If required the algorithm can be sped up by setting check_primal_dual_infeasability to False, and by setting eq_qp_preconditioner to "jacobi" (when possible).

Note

The tol parameter controls the tolerance of the stopping criterion, which is based on the primal and dual residuals. For over-constrained problems, or badly-scaled matrices, the residuals can be high, and it may be difficult to set tol appropriately. In this case, it is better to tune maxiter instead.

Example

Binary kernel SVM with intercept.

Box-constrained QPs, without equality

The problem takes the form:

\[\min_{x} \frac{1}{2} x^\top Q x + c^\top x \textrm{ subject to } l \le x \le u\]

jaxopt.BoxCDQP([maxiter, tol, verbose, ...])

Coordinate descent solver for box-constrained QPs.

jaxopt.BoxCDQP uses a coordinate descent solver. The solver returns only the primal solution.

Example:

from jaxopt import BoxCDQP

Q = 2 * jnp.array([[2.0, 0.5], [0.5, 1]])
c = jnp.array([1.0, -1.0])
l = jnp.array([0.0, 0.0])
u = jnp.array([1.0, 1.0])

qp = BoxCDQP()
init = jnp.zeros(2)
sol = qp.run(init, params_obj=(Q, c), params_ineq=(l, u)).params

print(sol)

Unconstrained QPs

For completeness, we also briefly describe how to solve unconstrained quadratics of the form:

\[\min_{x} \frac{1}{2} x^\top Q x + c^\top x\]
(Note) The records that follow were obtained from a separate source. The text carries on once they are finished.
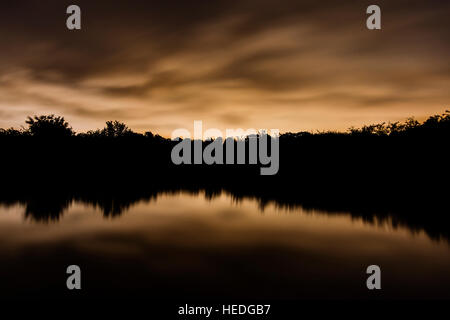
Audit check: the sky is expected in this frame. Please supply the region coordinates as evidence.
[0,0,450,137]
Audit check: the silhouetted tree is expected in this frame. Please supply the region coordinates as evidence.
[25,114,74,138]
[101,120,132,138]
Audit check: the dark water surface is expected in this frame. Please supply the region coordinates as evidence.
[0,192,450,299]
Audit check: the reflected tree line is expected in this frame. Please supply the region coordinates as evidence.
[0,111,450,239]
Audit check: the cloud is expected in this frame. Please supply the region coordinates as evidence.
[0,0,450,136]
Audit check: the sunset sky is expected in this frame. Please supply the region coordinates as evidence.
[0,0,450,136]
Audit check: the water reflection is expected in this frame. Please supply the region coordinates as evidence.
[0,188,450,241]
[0,190,450,299]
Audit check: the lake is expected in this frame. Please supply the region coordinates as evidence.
[0,191,450,299]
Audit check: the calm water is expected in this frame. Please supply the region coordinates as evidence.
[0,193,450,299]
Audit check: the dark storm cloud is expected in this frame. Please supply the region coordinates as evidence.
[0,0,450,135]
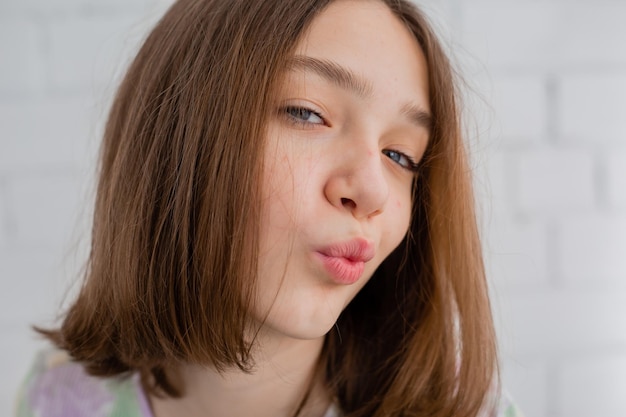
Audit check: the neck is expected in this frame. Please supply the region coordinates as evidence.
[150,337,329,417]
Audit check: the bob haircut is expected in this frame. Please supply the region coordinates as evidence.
[39,0,497,417]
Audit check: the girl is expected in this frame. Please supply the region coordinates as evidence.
[18,0,516,417]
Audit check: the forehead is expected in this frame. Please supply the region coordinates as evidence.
[288,0,428,109]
The optimality condition rewrites \(\nabla \frac{1}{2} x^\top Q x + c^\top x=Qx+c=0\). Therefore, this is equivalent to solving the linear system \(Qx=-c\). Since the matrix \(Q\) is assumed PSD, one of the best algorithms is conjugate gradient. In JAXopt, this can be done as follows:

from jaxopt.linear_solve import solve_cg

Q = 2 * jnp.array([[2.0, 0.5], [0.5, 1]])
c = jnp.array([1.0, 1.0])
matvec = lambda x: jnp.dot(Q, x)

sol = solve_cg(matvec, b=-c)

print(sol)

Pytree of matrices API

Solvers EqualityConstrainedQP, OSQP and BoxOSQP support the pytree of matrices API. It means that the matrices Q, A, G can be provided as block diagonal operator whose blocks are leaves of pytrees. This corresponds to separable problems that can be solved in parallel (one for each leaf).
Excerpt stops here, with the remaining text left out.